De los diarios de Malcolm Muggeridge, citados por Joseph Pearce en su libro Escritores conversos; Palabra, 2006; pg. 507.

'Visitando a la abuela', de Denis Ichitovkin

‘Visitando a la abuela’, de Denis Ichitovkin

RENDICIÓN INCONDICIONAL

“-…Hubo un tiempo en que yo pensaba que todo lo que necesitaba para ser feliz era irme. Así lo creía nuestro pueblo. Debían huir del mal. Algunos esperaban encontrar un hogar en Palestina. La mayoría se contenta con quedarse en Italia… con tan solo cruzar el mar, como si fuera el Mar Rojo… ¿Hay algún sitio libre del mal? Es demasiado simple decir que solo los nazis querían la guerra. También los comunistas la querían. Era el único modo de que llegaran al poder. Gran parte de mi gente la deseaba igualmente, para vengarse de los alemanes y apresurar la creación de un estado judío. Me parece que había por todas partes como un deseo de guerra, un deseo de morir. Incluso los hombres buenos pensaban que su honor privado se satisfaría por medio de la guerra, que podrían afirmar su virilidad matando y haciéndose matar. Aceptarían las asperezas en compensación por haber sido egoístas y perezosos. El peligro justificaba el privilegio. Conocí a algunos italianos, quizá no muchos, que se sentían así. ¿No los había en Inglaterra?

-Que Dios me perdone -dijo Guy-. Yo fui uno de ésos.

Guy había llegado al final de la cruzada a la que se había consagrado junto a la tumba de Sir Roger. Su vida como alabardero había terminado.”

Rendición incondicional, de Evelyn Waugh; Cátedra, 2011; pgs. 407-408.

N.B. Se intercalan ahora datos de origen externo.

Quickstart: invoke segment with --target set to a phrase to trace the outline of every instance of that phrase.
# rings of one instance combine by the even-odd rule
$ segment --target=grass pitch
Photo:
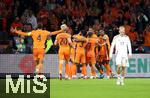
[[[51,79],[50,98],[150,98],[150,79],[128,78],[124,86],[116,79]]]

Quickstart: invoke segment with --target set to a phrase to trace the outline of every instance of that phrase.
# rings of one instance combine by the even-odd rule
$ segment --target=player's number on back
[[[67,45],[67,39],[62,38],[61,41],[60,41],[60,45]]]

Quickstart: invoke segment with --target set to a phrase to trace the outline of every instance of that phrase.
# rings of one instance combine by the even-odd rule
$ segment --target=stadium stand
[[[71,34],[89,27],[95,32],[103,29],[111,41],[118,34],[118,26],[124,25],[133,52],[142,48],[150,53],[149,0],[0,0],[0,47],[2,41],[13,41],[12,49],[16,49],[17,35],[10,32],[10,27],[30,31],[36,29],[38,20],[49,31],[58,30],[62,22],[69,26]],[[31,53],[30,43],[32,39],[26,38],[26,53]],[[55,48],[49,53],[57,53]]]

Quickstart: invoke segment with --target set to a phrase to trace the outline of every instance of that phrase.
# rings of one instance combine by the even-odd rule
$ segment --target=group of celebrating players
[[[19,35],[31,36],[33,39],[33,57],[36,62],[36,72],[42,73],[43,59],[45,54],[45,42],[49,36],[56,35],[54,45],[59,45],[59,79],[62,80],[62,69],[65,65],[65,79],[77,78],[77,66],[81,67],[81,77],[87,79],[87,66],[90,66],[90,78],[97,78],[96,70],[100,73],[100,78],[104,77],[103,68],[106,68],[106,77],[109,79],[113,72],[109,65],[112,57],[110,52],[109,37],[103,30],[97,34],[92,28],[88,31],[81,30],[78,34],[70,35],[66,24],[61,25],[61,30],[49,32],[42,30],[43,24],[39,23],[38,28],[25,33],[16,28],[11,28],[12,32]],[[124,30],[122,27],[121,30]],[[125,36],[126,37],[126,36]],[[119,38],[119,37],[118,37]],[[111,54],[110,54],[111,53]],[[119,59],[120,60],[120,59]],[[119,63],[121,64],[122,61]],[[119,72],[120,74],[120,72]]]
[[[62,25],[61,28],[63,28]],[[64,31],[56,36],[55,45],[59,45],[59,78],[62,79],[62,66],[65,64],[65,79],[77,78],[77,65],[81,67],[81,78],[87,78],[87,66],[91,68],[90,78],[96,78],[96,68],[100,78],[104,77],[103,66],[106,68],[107,78],[112,73],[109,65],[109,37],[103,30],[98,34],[92,28],[80,31],[71,36]],[[71,65],[71,66],[70,66]]]

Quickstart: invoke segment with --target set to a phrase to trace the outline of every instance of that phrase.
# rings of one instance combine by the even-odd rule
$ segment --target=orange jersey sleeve
[[[31,35],[31,33],[25,33],[25,32],[22,32],[22,31],[16,31],[16,33],[17,34],[19,34],[19,35],[22,35],[22,36],[30,36]]]
[[[85,46],[87,44],[87,39],[81,35],[77,35],[76,39],[79,40],[79,42],[76,42],[77,48],[85,48]]]
[[[54,32],[51,32],[51,35],[57,35],[59,33],[62,33],[64,30],[58,30],[58,31],[54,31]]]
[[[104,37],[106,37],[105,40],[104,40]],[[107,35],[100,36],[99,37],[99,43],[101,44],[99,54],[100,55],[108,55],[109,54],[109,48],[110,48],[109,37]]]

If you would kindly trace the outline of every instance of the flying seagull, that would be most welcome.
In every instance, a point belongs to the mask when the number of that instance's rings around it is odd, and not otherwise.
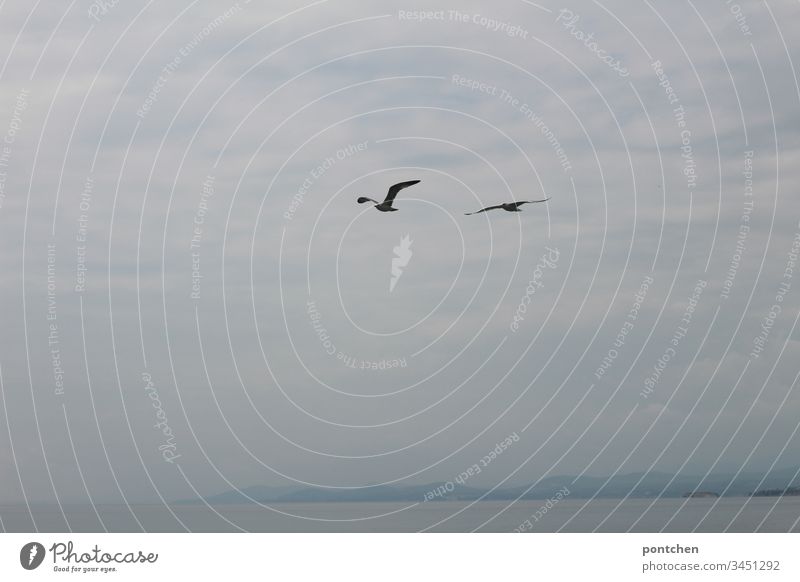
[[[383,202],[378,202],[377,200],[373,200],[372,198],[367,198],[366,196],[361,196],[358,199],[359,204],[364,204],[364,202],[374,202],[375,209],[380,210],[381,212],[395,212],[397,208],[392,208],[392,202],[394,202],[395,196],[397,193],[400,192],[403,188],[408,188],[409,186],[413,186],[414,184],[419,184],[419,180],[411,180],[409,182],[400,182],[399,184],[395,184],[391,188],[389,188],[389,192],[386,194],[386,199]]]
[[[502,208],[506,212],[522,212],[519,207],[523,204],[535,204],[536,202],[547,202],[550,198],[545,198],[544,200],[520,200],[519,202],[506,202],[504,204],[497,204],[495,206],[487,206],[486,208],[481,208],[480,210],[476,210],[475,212],[465,212],[465,216],[469,216],[470,214],[479,214],[481,212],[486,212],[487,210],[498,210]]]

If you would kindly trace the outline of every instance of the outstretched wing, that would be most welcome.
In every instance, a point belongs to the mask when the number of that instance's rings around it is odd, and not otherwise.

'El viento del oeste', de Winslow Homer (1891)

‘El viento del oeste’, de Winslow Homer (1891)

MEDIA TARDE

Nú er ég kominn heim
eftir ferðalag um höfin djúp.
Aldan var svo há,
seltan át upp allt.
Ég drukknaði í svartholi,
í dauðans hönd ég tók.
Svo há, hún var svo há,
en tunglið lýsti leið, já tunglið lýsti leið.
Svo há, svo há, alda syndanna, alda syndanna.

[Ahora he regresado a casa // tras un viaje por los mares profundos. // La ola era tan alta, // la sal lo comió todo. // Me hundí en un agujero negro, // me arranqué de las manos de la muerte. // Tan alta, era tan alta, // pero la luna iluminaba un camino, sí la luna iluminaba un camino. // Tan alta, tan alta, la ola de los pecados, la ola de los pecados.]